Friday, March 06, 2026

Michael Overton Interviewing Margaret Wright On Operations Research

I do not know what order these should be in or even if this is the entire interview. I did not know of either Margaret Wright or Michael Overton before stumbling on this. Apparently she was once president of the Society of Industrial and Applied Mathematicians, worked with George Dantzig at Stanford, and so on.
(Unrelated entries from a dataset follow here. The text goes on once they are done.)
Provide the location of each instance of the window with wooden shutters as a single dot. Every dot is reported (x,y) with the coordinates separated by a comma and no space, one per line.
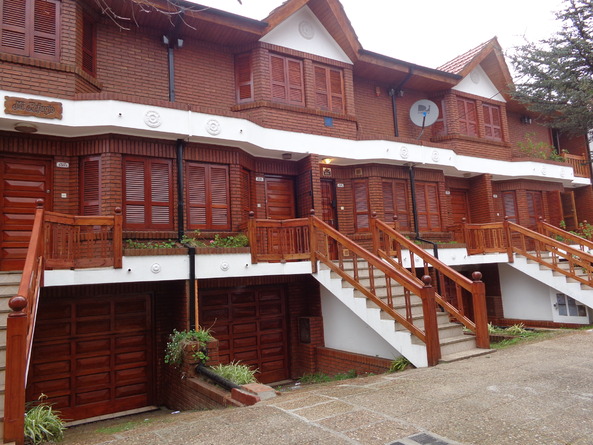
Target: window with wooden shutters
(287,80)
(89,51)
(395,202)
(148,198)
(492,125)
(244,78)
(535,207)
(466,114)
(361,205)
(329,89)
(428,208)
(509,200)
(208,196)
(30,28)
(90,186)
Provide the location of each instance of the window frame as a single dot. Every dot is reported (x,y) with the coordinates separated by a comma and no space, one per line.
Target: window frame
(147,201)
(208,204)
(36,41)
(285,83)
(325,86)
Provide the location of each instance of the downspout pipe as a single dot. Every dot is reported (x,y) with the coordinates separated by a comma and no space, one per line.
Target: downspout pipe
(435,247)
(394,93)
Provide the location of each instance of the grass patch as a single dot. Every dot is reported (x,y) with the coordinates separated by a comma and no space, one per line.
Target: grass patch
(120,428)
(320,377)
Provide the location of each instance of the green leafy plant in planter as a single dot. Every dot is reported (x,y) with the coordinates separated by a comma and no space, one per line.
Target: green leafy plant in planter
(236,372)
(43,423)
(179,339)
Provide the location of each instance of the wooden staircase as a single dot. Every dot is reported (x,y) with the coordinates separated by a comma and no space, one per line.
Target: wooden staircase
(9,284)
(454,343)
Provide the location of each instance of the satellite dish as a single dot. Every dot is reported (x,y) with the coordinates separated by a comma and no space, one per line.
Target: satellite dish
(424,113)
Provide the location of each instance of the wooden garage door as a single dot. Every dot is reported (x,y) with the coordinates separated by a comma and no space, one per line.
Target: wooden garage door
(250,325)
(22,183)
(93,356)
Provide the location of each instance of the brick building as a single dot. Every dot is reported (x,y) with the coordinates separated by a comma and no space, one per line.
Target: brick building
(190,121)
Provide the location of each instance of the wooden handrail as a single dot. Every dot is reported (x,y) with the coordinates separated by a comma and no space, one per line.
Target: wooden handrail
(555,232)
(388,245)
(19,333)
(424,290)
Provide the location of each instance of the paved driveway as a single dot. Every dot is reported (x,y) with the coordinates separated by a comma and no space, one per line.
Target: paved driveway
(534,393)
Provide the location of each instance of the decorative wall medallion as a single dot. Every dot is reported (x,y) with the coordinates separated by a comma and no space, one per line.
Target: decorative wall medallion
(213,127)
(404,153)
(306,30)
(152,119)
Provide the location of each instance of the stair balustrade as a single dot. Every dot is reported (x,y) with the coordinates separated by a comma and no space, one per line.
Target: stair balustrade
(393,247)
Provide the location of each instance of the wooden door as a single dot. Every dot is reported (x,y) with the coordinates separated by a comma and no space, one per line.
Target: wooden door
(22,183)
(329,212)
(93,356)
(250,326)
(279,198)
(569,211)
(459,212)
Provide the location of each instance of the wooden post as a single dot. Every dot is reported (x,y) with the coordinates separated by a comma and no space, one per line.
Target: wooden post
(431,328)
(480,311)
(252,234)
(375,233)
(313,241)
(507,230)
(117,238)
(16,369)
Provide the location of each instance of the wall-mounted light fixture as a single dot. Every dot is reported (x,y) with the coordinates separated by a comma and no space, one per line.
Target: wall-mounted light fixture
(25,127)
(526,120)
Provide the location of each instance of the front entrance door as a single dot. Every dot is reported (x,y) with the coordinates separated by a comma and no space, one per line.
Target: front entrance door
(22,183)
(250,326)
(93,356)
(279,198)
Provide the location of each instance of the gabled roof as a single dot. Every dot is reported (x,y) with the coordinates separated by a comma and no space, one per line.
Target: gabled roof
(332,16)
(489,56)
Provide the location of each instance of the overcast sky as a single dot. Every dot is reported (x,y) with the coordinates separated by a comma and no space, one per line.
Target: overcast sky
(430,32)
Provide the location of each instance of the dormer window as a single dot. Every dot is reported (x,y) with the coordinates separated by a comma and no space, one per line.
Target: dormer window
(30,28)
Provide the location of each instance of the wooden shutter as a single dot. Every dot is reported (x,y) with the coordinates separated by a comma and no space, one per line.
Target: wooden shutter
(287,80)
(535,207)
(208,196)
(466,110)
(88,46)
(134,204)
(14,26)
(509,200)
(428,208)
(329,89)
(492,126)
(244,77)
(219,193)
(46,29)
(395,202)
(361,204)
(90,186)
(148,194)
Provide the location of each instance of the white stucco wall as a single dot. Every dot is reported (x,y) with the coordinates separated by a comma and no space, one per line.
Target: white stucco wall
(343,330)
(522,296)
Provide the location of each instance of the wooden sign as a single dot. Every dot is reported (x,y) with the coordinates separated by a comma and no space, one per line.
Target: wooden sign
(32,107)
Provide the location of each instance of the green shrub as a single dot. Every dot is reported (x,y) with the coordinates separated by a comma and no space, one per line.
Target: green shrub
(236,372)
(399,364)
(178,340)
(43,423)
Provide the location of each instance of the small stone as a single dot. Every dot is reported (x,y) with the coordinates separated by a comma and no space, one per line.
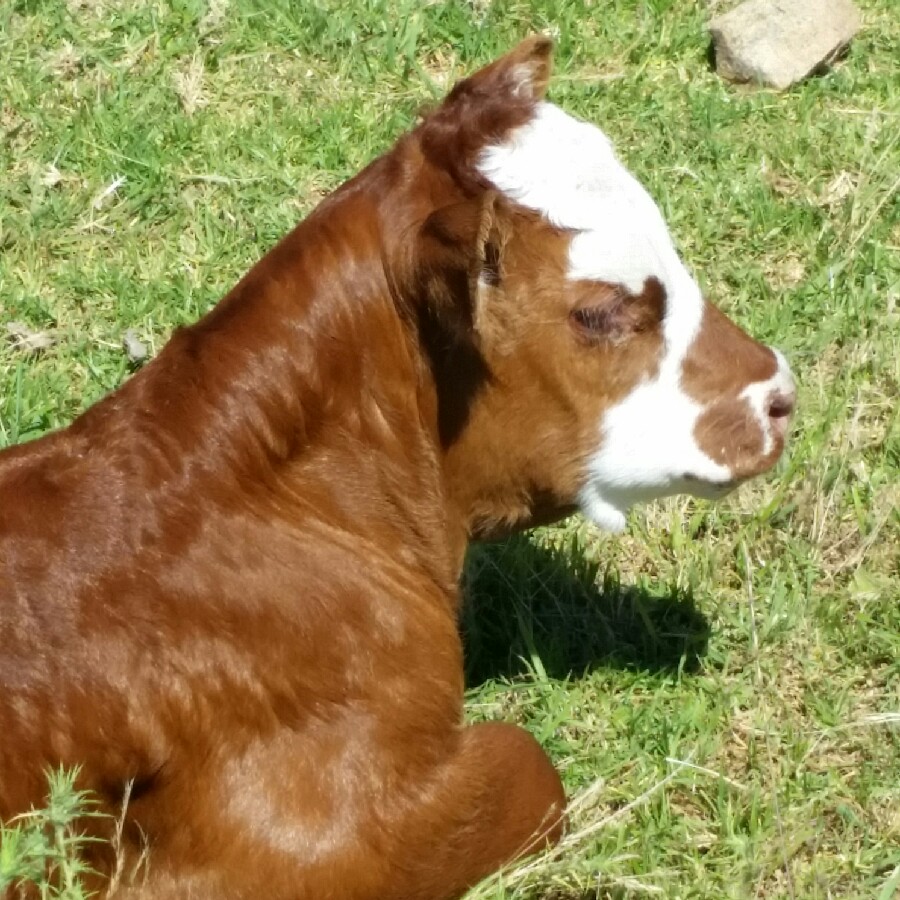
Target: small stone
(780,42)
(135,349)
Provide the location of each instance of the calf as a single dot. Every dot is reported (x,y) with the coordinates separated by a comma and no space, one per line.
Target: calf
(229,590)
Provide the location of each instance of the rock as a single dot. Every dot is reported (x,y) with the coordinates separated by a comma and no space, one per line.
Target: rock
(779,42)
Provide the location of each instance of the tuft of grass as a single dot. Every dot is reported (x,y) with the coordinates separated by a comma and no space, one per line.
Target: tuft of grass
(720,686)
(42,851)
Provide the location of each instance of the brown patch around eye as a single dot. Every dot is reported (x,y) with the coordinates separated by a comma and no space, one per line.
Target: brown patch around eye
(609,313)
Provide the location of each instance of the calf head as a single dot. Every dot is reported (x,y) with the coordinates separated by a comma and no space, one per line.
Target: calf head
(581,366)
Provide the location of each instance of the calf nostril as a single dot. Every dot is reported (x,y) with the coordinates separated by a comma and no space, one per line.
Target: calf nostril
(781,406)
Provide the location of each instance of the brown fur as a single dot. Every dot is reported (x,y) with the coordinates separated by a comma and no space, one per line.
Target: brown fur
(232,584)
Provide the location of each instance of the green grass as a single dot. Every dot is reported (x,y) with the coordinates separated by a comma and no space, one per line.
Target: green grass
(720,687)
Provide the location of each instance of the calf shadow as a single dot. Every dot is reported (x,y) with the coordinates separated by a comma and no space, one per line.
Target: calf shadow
(524,602)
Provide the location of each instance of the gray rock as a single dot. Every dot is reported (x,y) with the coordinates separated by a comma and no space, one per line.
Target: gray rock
(779,42)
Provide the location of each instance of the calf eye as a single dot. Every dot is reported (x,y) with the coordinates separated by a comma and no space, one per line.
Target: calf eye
(610,313)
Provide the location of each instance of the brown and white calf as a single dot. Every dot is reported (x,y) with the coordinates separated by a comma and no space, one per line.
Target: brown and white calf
(232,584)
I think I have not appreciated how much progress has been made in the last few decades:

"... but look back and see the progress we've made. So in optimization at various points people have said well, for nonlinear problems, you can solve problems with hundreds of variables. Of course, that's a very imprecise statement. They never say what kind of problems or whatever. Today we had a talk where the person was talking about hundreds of thousands or millions of variables. That's an amazing change. It's an amazing change in capability. And it's not all due to computer hardware. I think sometimes people think, oh, machines are faster; machines are bigger. But it's smarter and better algorithms, which is the area you and I work in, right? Not making faster machines. We try to take advantage of them, but we don't make them run faster. And to me, that's astonishing. And the great part of it, I think there's still interesting problems that don't have many variables in this non-derivative optimization area." -- Margaret Wright

I do not understand interior point methods or why the Simplex algorithm works so well on average.